Hotel rates are rapidly rising across much of the world, according to two new hotel industry surveys. Properties in major European destinations reported average rate growth between 10 percent and 18 percent for the first six months of the year, according to an HRG survey. Another report, by Smith Travel Research and The Bench, showed that average daily rates in Europe in July jumped by an average of 20.7 percent year-over-year, while occupancy rates remained steady.
Europe remained the most expensive region for travelers, and Moscow was the world's most expensive city, with average room rates up £16.06 (US$32.39) to £236.03 (US$475.72) from July 2006, according to the HRG survey, which was based on "a combination of industry figures, actual room nights booked and rates paid by its U.K. clients." Mumbai reported the fastest-growing ADR, with an increase of 30 percent for the first six months of 2007, on top of an average increase of 49 percent during 2006.
"Europe has seen strong increases, and rates in the Middle East and Asia have also risen. As these two particular markets have yet to reach full maturity, we expect to see the trends continue over the foreseeable future," according to a prepared statement from Margaret Bowler, HRG UK director of global hotel relations. "Indeed, as economic investment in each local economy increases, we may even see a significant increase in the pace of growth."
The rise in global hotel rates generally surpassed rate increases in key U.S. cities, noted HRG. Average rates for the first half of 2007 were up 4 percent in New York and 8 percent in Houston. In Europe, London rates increased by 5 percent, Stockholm rates increased by 10 percent, Berlin rates were up 17 percent and rates in Barcelona grew by 18 percent, according to the report.
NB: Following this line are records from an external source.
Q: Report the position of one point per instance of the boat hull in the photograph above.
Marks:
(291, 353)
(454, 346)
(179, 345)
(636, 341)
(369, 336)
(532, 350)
"Overall the results show the health of the hotel sector continues to be strong, and once again underline the increasing need for companies to push hard to negotiate the best possible rates," according to Bowler.
Another noteworthy development, according to HRG, was a 28 percent denied bookings rate in the first six months of the year. The primary causes were clients either not negotiating corporate rates for particular locations or not including last room availability clauses in their contracts--or because hotels either did not honor negotiated rates or did not load them into global distribution systems, according to HRG. The report suggested that in cities where demand is particularly strong, some hotels favor higher-revenue business and therefore do not deliver negotiated client rates.
Another reason for denied bookings--or higher rates for corporations--was that many corporate travelers continued to book at the last minute, according to HRG. In the first six months, nearly 10 percent of bookings were made on the day of arrival, up one percent from 2006, according to HRG. Another 28.8 percent of bookings were made between four and seven days before arrival.
According to HRG, the only region not to show a "significant increase" in average room rates was Africa. However, a report from Smith Travel Research and The Bench showed that first-half 2007 ADRs across the Middle East and Africa increased 13.6 percent compared with the first six months of 2006. STR and The Bench also said occupancy rates rose 13 percent in Northern Africa.
The STR/Bench report also detailed ADR growth of 12.5 percent in Europe, 13 percent in Asia-Pacific (including 30.3 percent in Southeast, Central and South Asia), 17.6 percent in Central America and 23.8 percent in South America.
Tom Barrett, global strategic sourcing director for American Standard, said his company has been watching the trend of rising hotel rates. "We find it particularly troublesome in some of our markets where we've tried to deal with what I consider the 'bracket creep' of where things are going in pricing," he said. "Hotel pricing seems to be continuing to respond to increasing demand around the world and some of these markets are exceptionally high. We continue to negotiate as best we can with our hotel program and recommend people use our global hotel program in order to mitigate those cost increases."
Rapidly rising hotel rates can help promote policy and program initiatives around the world, Barrett said, which can help to keep negotiated rate increases near the lower end of industry forecasts. American Standard, for example, currently is piloting an online booking tool in offices outside North America.
"If you were to look at our average hotel pricing, the average industry forecast in 2007 was an increase of 5 to 10 percent, where we saw a 5 percent increase," Barrett explained. "Our blended hotel average across the world was 7 percent as opposed to the forecast of 7 to 9 [percent]."
High occupancies have also challenged American Standard travelers, Barrett continued, noting that corporate travelers sometimes are forced to book hotels outside city centers. In addition, the company has seen ancillary costs rise at hotels.